San Juan Capistrano-based Seychelle Water Filtration Products saw its sixth consecutive quarterly profit in the period that ended Nov. 30, further contributing to its revenue and income gains during the first nine months of the 2011 fiscal year. And the company is moving forward with plans for a share buy-back program, thanks to that continued growth.
During the third quarter, Seychelle's net income rose to $308,777, up 110 percent over the same period in the prior year, and its sales revenue rose 60 percent to $1.3 million. For the first nine months of the year, its net income rose 231 percent to $799,098 and its revenue jumped 74 percent over the prior year.
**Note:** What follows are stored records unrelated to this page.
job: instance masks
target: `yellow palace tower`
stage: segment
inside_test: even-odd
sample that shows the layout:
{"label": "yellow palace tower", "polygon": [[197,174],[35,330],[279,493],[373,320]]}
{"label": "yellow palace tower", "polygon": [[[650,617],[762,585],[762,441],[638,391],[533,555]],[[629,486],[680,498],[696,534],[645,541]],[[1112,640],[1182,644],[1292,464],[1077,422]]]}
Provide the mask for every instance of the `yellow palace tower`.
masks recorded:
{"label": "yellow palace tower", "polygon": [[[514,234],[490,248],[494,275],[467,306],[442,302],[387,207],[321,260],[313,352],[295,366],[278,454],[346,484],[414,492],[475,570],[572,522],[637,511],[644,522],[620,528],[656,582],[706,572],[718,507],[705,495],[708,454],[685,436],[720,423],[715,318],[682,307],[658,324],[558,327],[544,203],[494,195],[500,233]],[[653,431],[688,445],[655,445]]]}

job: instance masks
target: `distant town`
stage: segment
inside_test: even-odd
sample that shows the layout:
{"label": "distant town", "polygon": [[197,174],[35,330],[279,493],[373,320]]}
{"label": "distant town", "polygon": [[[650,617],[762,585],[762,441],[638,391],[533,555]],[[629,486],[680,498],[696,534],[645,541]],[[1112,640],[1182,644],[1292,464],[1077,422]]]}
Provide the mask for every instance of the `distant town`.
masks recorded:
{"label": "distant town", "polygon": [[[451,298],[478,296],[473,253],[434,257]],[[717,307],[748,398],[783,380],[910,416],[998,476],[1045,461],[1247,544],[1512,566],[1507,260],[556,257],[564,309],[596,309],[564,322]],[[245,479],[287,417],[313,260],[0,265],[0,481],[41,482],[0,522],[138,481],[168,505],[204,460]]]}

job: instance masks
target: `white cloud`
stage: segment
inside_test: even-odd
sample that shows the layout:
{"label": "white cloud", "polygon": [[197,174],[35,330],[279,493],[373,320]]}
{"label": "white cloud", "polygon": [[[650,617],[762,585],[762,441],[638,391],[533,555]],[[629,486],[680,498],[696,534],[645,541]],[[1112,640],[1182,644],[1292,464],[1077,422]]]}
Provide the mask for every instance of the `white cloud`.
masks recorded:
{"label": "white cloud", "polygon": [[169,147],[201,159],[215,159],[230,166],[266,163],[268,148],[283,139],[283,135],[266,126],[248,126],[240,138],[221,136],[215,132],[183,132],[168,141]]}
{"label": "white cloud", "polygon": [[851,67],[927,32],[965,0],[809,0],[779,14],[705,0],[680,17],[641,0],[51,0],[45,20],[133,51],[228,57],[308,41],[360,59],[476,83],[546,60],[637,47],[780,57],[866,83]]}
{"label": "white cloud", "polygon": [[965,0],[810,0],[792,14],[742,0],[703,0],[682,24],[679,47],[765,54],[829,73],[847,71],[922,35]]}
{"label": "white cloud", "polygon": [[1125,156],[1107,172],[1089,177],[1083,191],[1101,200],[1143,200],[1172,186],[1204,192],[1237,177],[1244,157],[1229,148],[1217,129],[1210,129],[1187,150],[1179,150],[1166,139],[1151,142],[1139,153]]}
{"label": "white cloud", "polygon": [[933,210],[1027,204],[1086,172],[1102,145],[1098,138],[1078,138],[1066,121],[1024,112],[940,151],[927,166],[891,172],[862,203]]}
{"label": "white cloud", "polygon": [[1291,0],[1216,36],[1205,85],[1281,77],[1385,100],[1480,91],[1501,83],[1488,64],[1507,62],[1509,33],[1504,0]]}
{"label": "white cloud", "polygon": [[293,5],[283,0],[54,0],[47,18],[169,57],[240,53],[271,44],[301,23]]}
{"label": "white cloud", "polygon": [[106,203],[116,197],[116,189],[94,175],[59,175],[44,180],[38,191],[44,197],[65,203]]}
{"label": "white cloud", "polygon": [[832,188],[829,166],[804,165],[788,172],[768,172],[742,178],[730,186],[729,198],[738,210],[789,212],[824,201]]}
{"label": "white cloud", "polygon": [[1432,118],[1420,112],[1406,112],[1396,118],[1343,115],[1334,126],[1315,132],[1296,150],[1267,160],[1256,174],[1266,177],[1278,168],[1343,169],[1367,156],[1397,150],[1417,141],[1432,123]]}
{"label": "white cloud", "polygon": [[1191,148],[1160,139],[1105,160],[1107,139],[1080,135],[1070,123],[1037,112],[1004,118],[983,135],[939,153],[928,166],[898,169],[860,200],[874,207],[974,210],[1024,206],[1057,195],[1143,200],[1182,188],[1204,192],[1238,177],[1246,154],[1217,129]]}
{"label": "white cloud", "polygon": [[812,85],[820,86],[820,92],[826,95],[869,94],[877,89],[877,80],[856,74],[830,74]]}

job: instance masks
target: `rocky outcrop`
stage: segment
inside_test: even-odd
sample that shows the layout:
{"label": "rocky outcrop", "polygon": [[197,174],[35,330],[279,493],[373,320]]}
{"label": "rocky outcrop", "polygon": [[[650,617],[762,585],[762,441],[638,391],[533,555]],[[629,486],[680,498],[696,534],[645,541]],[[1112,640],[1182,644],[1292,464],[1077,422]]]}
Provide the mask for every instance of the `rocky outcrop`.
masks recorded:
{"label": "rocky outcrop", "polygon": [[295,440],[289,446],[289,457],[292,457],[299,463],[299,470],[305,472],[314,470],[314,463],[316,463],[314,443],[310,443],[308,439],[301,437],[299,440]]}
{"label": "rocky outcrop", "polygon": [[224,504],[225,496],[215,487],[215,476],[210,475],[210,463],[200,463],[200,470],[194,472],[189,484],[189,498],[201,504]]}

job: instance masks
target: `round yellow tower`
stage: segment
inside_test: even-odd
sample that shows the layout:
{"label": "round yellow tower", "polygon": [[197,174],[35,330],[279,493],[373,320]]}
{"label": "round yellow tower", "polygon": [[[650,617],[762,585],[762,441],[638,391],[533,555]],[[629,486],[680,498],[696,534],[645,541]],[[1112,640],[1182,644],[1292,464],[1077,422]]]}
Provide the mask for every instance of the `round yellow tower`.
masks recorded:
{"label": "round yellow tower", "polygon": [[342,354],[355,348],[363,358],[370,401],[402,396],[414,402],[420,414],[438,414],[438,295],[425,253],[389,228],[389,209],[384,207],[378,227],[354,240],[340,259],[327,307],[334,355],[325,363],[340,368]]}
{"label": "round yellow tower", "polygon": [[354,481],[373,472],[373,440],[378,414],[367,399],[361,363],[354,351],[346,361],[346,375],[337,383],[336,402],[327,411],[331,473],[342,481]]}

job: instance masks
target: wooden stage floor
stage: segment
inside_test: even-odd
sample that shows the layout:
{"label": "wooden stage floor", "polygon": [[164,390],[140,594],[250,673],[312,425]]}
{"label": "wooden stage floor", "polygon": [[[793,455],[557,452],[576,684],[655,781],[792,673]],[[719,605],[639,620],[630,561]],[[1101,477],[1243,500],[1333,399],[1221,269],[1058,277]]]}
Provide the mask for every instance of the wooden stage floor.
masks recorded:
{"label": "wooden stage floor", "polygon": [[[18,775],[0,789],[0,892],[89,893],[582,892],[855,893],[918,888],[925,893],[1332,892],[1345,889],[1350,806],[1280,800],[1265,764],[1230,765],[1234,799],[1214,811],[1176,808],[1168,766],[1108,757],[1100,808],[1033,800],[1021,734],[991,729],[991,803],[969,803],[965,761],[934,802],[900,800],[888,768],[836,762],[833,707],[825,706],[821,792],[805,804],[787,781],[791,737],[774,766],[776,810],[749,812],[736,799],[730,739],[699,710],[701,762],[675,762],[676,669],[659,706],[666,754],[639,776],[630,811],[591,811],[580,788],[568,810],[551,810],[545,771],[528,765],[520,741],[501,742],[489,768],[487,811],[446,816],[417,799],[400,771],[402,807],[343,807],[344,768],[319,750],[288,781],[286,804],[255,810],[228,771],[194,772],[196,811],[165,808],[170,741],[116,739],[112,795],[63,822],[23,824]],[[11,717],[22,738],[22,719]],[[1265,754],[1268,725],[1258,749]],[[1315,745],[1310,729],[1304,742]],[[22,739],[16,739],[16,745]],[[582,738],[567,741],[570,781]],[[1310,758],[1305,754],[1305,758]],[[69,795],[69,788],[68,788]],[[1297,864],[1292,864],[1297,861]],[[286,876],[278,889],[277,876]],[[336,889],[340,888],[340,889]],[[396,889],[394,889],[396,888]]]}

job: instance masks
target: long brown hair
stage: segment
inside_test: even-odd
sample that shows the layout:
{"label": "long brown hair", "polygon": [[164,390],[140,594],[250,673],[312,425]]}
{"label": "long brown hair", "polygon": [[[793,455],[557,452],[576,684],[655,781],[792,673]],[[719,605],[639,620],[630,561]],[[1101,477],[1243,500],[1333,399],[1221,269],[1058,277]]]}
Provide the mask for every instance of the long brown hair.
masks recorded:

The number totaled $3.2 million.
Carl Palmer, Seychelle’s president and CEO, attributes the company’s recent success to increased sales of several of the company’s key products.
“With just three of our fiscal quarters complete in the current fiscal year, the company is already at 116.3 percent of the full 12 months of prior year sales and 141.9 percent of net income,” Palmer said. “This was achieved with the increased sales of the 28-ounce plastic bottle, its replacement filter, the water pitcher, the mission pack and the 27-ounce stainless steel bottle.”
The increased sales and revenue led to the decision by Seychelle's board of directors to initiate a buy-back program of 500,000 of the company’s common shares, which Palmer said are currently undervalued in the marketplace.
“This common share buy-back program will be reviewed by our board on at least a quarterly basis,” Palmer said.
Palmer emphasized the importance of “superior water filtration technology” in the world market, particularly in the wake of the recent cholera outbreak in Haiti, where the company’s 28-ounce advanced filter bottle is being used.